手を離して申し訳なさそうに彼は言った。だとしたら彼は悪くないのに。
悪くないのに。
涙が抑えられない。

「・・・もういいから。」

それだけ言うのがやっとだった。
何がもういいのだろうか。
堂々と振ってください?
そうじゃない。

「困らせたね、ごめんね赤葦くん。」
「秋」

名前で呼ばないで。
痛いから。
なんて言えるわけもなく。
彼の制止を遮って、全速力で家を出た。








・  ・  ・





授業に集中できるわけがない。
前にもこんなことあった気がする。

ただなんとなくメモして、片付けて。
ご飯食べて。
今日も1日が終わってしまった。

泊めてもらおうと思っていたえっちゃんは、悲しいことに風邪でお休み。

他にこれといって親しい友人もいない。
ダメ元で泊めてとも言えない。
休むくらいの風邪なんだもの。

委員会なんて入っていないし。
鍵は渡してしまったし。

行き詰まる、とはこういう事だろうか。
おばあちゃん家泊まろうかな?
県内だし。1時間あればつく。

そう思い、携帯で時間を確認する。

不在着信8件
新着メール6件


赤葦京治

携帯が鳴るたびに、指が動いたけど、それが通話ボタンを押すことはなかった。ギリギリで止まっては、すぐに携帯をしまった。
残量が10%しかない。
後何回着信来たら電池切れるかな?

あんなあからさまな態度とって、これからどうしよう。
どんな顔して会えばいい?話せばいい?
明日も、明後日も。
・・・ううん。
今日、終わるかもしれないじゃない。
今日、戻るかもしれない。
「宇多川さん、今までありがとう。」
って終わるかもしれない。
そしたらまた1人で、家族の帰りを待つ。
料理をして、片付けて。
戸締りして、掃除して。
音のない空間で。1人、で。

「どうしちゃったんだろ、私。」

朝も泣いたのに。
昨日だって大泣きしたのに。
鼻をすする。
誰かに見られたら面倒だ。
おばあちゃんには公衆電話からかけよう。

下駄箱で靴を履き替え、慌てて出る。
今から行ったら6時過ぎくらいにはつく。

おばあちゃん、いるといいけど。

「ねえ、校門にいる人見た?」
「見た見た!あれ私立のとこだよね?」
「ちょーかっこよかった!私ああいう人タイプなんだよね!」

ロードワーク中だったであろう運動部の人とすれ違う。
部活か。私も何かやればよかったな。

「・・・え。」
「・・・。

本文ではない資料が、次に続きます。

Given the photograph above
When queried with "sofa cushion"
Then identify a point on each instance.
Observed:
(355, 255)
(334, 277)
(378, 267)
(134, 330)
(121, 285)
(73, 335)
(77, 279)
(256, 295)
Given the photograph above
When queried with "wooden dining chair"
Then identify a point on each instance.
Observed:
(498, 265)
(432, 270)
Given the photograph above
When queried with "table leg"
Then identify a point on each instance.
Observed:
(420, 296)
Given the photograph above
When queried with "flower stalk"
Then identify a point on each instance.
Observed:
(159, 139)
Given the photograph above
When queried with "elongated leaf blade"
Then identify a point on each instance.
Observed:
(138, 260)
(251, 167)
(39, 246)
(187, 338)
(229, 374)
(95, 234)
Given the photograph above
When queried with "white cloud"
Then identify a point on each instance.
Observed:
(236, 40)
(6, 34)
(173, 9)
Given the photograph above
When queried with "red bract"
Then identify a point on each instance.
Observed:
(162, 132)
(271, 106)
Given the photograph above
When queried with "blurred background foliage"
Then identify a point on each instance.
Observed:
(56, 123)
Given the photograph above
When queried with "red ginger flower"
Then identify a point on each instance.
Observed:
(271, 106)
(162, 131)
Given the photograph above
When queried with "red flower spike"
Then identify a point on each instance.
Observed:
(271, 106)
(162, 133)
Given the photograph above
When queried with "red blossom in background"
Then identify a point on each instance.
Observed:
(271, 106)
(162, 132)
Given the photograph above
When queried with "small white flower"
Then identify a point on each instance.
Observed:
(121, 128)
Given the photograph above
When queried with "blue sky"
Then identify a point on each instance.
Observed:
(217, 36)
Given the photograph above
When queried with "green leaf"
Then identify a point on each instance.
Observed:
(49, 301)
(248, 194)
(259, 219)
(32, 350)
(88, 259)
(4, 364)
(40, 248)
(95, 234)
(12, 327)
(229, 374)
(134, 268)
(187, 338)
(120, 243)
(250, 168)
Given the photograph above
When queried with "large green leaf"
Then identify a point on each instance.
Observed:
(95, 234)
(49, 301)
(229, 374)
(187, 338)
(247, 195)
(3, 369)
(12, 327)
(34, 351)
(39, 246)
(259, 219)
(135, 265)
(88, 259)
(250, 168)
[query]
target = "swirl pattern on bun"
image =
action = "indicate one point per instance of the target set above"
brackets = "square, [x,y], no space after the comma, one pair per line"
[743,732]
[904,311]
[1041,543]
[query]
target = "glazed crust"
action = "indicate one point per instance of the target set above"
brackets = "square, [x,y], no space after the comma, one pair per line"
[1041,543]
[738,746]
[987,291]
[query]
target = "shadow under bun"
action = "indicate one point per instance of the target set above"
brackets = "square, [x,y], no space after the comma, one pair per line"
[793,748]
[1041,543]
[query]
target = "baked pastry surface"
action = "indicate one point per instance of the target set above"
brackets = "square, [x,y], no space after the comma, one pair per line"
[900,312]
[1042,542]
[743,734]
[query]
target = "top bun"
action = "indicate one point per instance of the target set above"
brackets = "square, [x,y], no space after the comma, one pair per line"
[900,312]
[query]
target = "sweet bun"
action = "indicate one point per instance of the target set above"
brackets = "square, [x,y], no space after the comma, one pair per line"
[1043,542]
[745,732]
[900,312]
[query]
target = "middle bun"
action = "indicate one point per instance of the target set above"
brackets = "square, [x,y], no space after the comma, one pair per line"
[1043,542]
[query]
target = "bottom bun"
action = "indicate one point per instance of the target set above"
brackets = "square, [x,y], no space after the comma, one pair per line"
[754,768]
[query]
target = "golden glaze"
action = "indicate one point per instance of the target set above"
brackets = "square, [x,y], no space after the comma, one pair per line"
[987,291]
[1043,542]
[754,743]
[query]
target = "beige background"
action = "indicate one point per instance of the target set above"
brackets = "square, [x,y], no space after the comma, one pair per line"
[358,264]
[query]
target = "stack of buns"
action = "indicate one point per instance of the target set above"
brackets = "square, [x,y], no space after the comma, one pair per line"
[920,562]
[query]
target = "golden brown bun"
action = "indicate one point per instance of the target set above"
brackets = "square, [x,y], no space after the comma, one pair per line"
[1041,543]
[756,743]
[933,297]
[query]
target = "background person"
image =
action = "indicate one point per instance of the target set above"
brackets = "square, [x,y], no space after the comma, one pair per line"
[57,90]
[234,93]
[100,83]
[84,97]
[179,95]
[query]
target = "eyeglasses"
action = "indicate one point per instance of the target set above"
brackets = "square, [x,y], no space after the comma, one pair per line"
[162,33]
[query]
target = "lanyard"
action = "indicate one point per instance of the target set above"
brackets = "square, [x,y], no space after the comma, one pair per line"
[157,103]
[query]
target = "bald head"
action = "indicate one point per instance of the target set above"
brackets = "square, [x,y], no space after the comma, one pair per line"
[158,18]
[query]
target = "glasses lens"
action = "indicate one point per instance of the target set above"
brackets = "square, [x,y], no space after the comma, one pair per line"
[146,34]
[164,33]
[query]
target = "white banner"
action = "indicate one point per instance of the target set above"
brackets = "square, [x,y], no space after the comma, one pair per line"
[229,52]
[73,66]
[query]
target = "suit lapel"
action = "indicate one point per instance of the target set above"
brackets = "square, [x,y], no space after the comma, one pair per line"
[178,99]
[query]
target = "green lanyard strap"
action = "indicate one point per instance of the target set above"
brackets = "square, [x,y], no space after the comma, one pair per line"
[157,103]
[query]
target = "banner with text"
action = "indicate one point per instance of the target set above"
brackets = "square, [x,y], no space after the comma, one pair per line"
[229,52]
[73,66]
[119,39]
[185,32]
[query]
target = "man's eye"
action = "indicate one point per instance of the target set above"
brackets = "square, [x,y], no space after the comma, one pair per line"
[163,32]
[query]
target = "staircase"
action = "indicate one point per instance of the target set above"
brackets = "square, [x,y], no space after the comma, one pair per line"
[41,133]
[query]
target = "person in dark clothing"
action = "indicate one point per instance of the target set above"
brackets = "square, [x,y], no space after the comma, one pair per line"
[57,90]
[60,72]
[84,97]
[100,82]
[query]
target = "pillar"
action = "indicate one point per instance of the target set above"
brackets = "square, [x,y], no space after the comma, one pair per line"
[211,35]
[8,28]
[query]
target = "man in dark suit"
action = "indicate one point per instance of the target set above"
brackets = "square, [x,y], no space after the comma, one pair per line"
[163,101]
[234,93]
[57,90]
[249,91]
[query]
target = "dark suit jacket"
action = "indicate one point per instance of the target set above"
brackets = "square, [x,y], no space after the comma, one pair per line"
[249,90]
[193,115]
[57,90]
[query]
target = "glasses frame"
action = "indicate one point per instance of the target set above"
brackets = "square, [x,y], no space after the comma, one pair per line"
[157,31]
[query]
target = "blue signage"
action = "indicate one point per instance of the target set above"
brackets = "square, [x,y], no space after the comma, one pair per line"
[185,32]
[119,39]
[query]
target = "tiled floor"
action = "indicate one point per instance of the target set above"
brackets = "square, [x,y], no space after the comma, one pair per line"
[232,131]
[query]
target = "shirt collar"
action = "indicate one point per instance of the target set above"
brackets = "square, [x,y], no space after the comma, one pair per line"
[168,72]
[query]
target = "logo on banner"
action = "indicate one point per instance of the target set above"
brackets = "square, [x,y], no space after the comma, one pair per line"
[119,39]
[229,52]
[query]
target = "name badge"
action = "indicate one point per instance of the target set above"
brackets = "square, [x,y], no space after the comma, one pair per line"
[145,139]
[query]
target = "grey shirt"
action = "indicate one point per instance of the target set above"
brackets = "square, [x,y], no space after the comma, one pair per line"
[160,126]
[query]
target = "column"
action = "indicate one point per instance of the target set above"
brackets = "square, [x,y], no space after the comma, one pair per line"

」

校門に差し掛かったところで、先ほど話題にでていた人物と目が合う。
今朝私が一方的に怒鳴った相手だった。
向こうも私に気づいていたが、何も言ってはこなかった。

通り過ぎようと足を速める。
案の定、待ってと腕を掴まれた。

また振り解こうと力を込めたけどやめる。
平常心平常心。

「誰かに用事?黒尾先輩?えっちゃん?」

笑顔で聞いたつもりだけど、赤葦くんの顔は不服そうだった。

「今日野本休みらしいじゃん。」
「そうだね。風邪みたい。」

それだけ答えて無言になる。
すれ違う音駒生はチラチラこちらを見ている。でも今はどうでもいい。

「なんで避けるの?」


ストレートに言われたその言葉に、なんて返せばいいのか戸惑ってしまう。
好きになっちゃったからだよ。
・・・言えるわけがない。

「俺、普通の人間だから。超能力者じゃないから。読心術とかないから。言ってくれないとわからない。」
「いっ、」

掴んでいる力が強くなるのがわかる。
腕が逃げようと動いたけど、耐える。

「話聞かないで一方的に聞きたくない、なんて言われても困る。」

彼が言っていることはわかるのに。それでももう一度言う気持ちにはなれない。
そこまで精神面が丈夫じゃない。

「教えてよ・・・宇多川さん。」

否定したのは自分なのに、いざ苗字で呼ばれて戸惑ってしまう。

「・・・名前で呼ぶなって言ったから。」

言いたいことがわかったのか、先に答えてくれる。
痛い。・・・痛いよ。

「そう、だね。」

私から、言ったから。
関係なんて、簡単に壊れてしまうんだ。
わかっているのに、涙が溢れる。

「・・・泣かないでよ。」
「・・・め、なさい。」

ごめんなさい。
私の一方的な感情で、彼を困らせている。

「宇多川さん?」

たとえ目の前に、少し前に話題になった相手が現れても、涙を止めることなどできない。

「・・っ、山中、先輩。」

少し息を切らした、山中先輩が来ても、隠せない。

「・・・あんたが山中ですか。」
「え?・・・そうだけど。」

山中先輩が、私と赤葦くんを交互に見る。

「よくわからないけど、女の子を泣かせるのは良くないよ。」
「あんたには関係ないことだと思いますけど。」

敵意なんて隠さないで、赤葦くんは山中先輩に言う。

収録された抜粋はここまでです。